With the separation of hardware initialization and later boot logic, coreboot can scale from specialized applications that run directly firmware, run operating systems in flash, load custom bootloaders, or implement firmware standards, like PC BIOS services or UEFI. This allows for systems to only include the features necessary in the target application, reducing the amount of code and flash space required.

coreboot was formerly known as LinuxBIOS.

Payloads

After the basic initialization of the hardware has been performed, any desired "payload" can be started by coreboot.

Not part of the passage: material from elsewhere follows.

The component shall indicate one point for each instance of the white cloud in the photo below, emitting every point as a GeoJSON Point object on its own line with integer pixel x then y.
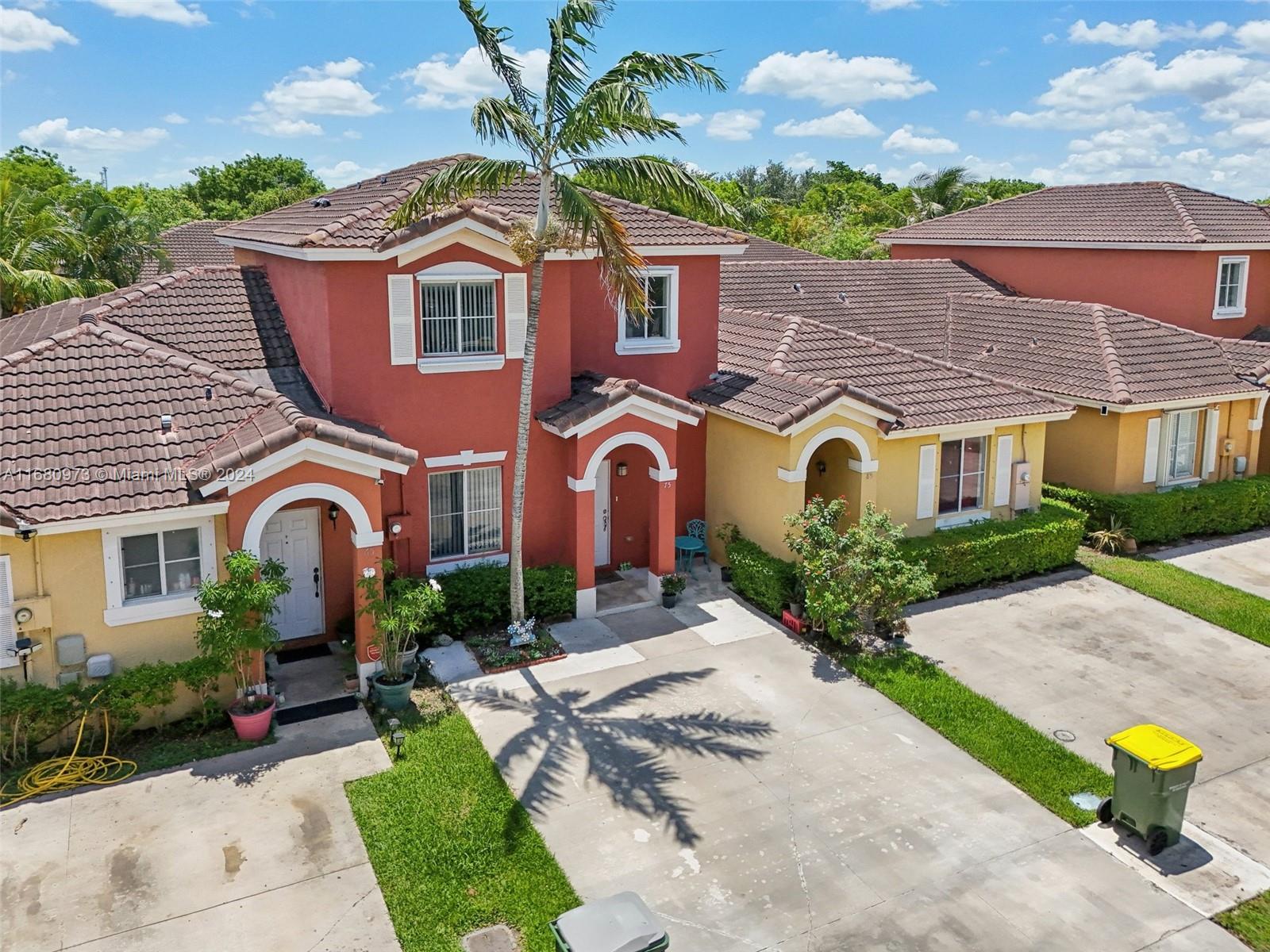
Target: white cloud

See https://www.coreboot.org/Payloads for a list of supported payloads.

Supported Hardware

coreboot supports a wide range of chipsets, devices, and mainboards.

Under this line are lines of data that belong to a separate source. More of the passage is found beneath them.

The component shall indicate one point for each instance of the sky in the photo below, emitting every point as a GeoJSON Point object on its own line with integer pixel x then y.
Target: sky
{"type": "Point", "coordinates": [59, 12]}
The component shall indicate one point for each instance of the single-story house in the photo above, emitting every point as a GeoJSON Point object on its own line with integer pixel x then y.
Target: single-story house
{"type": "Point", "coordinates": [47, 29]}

For details please consult:

Build Requirements

  • make
  • gcc / g++ Because Linux distribution compilers tend to use lots of patches. coreboot does lots of "unusual" things in its build system, some of which break due to those patches, sometimes by gcc aborting, sometimes - and that's worse - by generating broken object code. Two options: use our toolchain (eg. make crosstools-i386) or enable the ANY_TOOLCHAIN Kconfig option if you're feeling lucky (no support in this case).
  • iasl (for targets with ACPI support)
  • pkg-config
  • libssl-dev (openssl)

Optional:

  • doxygen (for generating/viewing documentation)
  • gdb (for better debugging facilities on some targets)
  • ncurses (for make menuconfig and make nconfig)
  • flex and bison (for regenerating parsers)

Building coreboot

Please consult https://www.coreboot.org/Build_HOWTO for details.

Testing coreboot Without Modifying Your Hardware

If you want to test coreboot without any risks before you really decide to use it on your hardware, you can use the QEMU system emulator to run coreboot virtually in QEMU.

Please see https://www.coreboot.org/QEMU for details.

Website and Mailing List

Further details on the project, a FAQ, many HOWTOs, news, development guidelines and more can be found on the coreboot website:

https://www.coreboot.org

You can contact us directly on the coreboot mailing list:

https://www.coreboot.org/Mailinglist

The copyright on coreboot is owned by quite a large number of individual developers and companies. Please check the individual source files for details.

coreboot is licensed under the terms of the GNU General Public License (GPL). Some files are licensed under the "GPL (version 2, or any later version)", and some files are licensed under the "GPL, version 2". For some parts, which were derived from other projects, other (GPL-compatible) licenses may apply. Please check the individual source files for details.

This makes the resulting coreboot images licensed under the GPL, version 2.